Steinhardt Freshman Changes the Sound of Music
By Jennifer Zwiebel
It all started when James DeVito, a freshman in the Steinhardt School’s
Department of Music and Performing Arts Professions, was listening to a
CD in high school. He was trying to figure out how to play the bass
line of a song. Then he wondered if there was a way for the average
person to remix music by lowering the vocals or changing the drum
loops. That’s when the idea for UmixIt was born.
DeVito brought the concept to an executive producer at Columbia Records, Don DeVito—his father.
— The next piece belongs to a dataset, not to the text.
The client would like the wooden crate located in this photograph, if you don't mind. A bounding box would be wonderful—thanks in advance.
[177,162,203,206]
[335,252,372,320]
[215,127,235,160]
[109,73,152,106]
At first, Don rejected it, saying that artists might be reluctant to
share access of multi-tracks in a song. But then the elder DeVito told
some musicians about the idea. Aerosmith’s Steven Tyler was the first
to go along with it.
“Steven Tyler said he’d heard his songs the same way a million times
and wanted to hear them differently,” says James, a music technology
major.
Last September, James ran a contest where Tyler picked the three best
remixes off Aerosmith’s You Gotta Move (Columbia) album, as
mixed/created by the general public. Then Intel’s CEO, Craig Barrett,
used UmixIt during his keynote presentation at the Consumer Electronics
Showcase (CES 2005) and replaced Tyler’s lyrics with his own in
Aerosmith’s “Walk This Way.” USA Today, Forbes, and the Hollywood
Reporter all picked up the news and wrote about James’s invention.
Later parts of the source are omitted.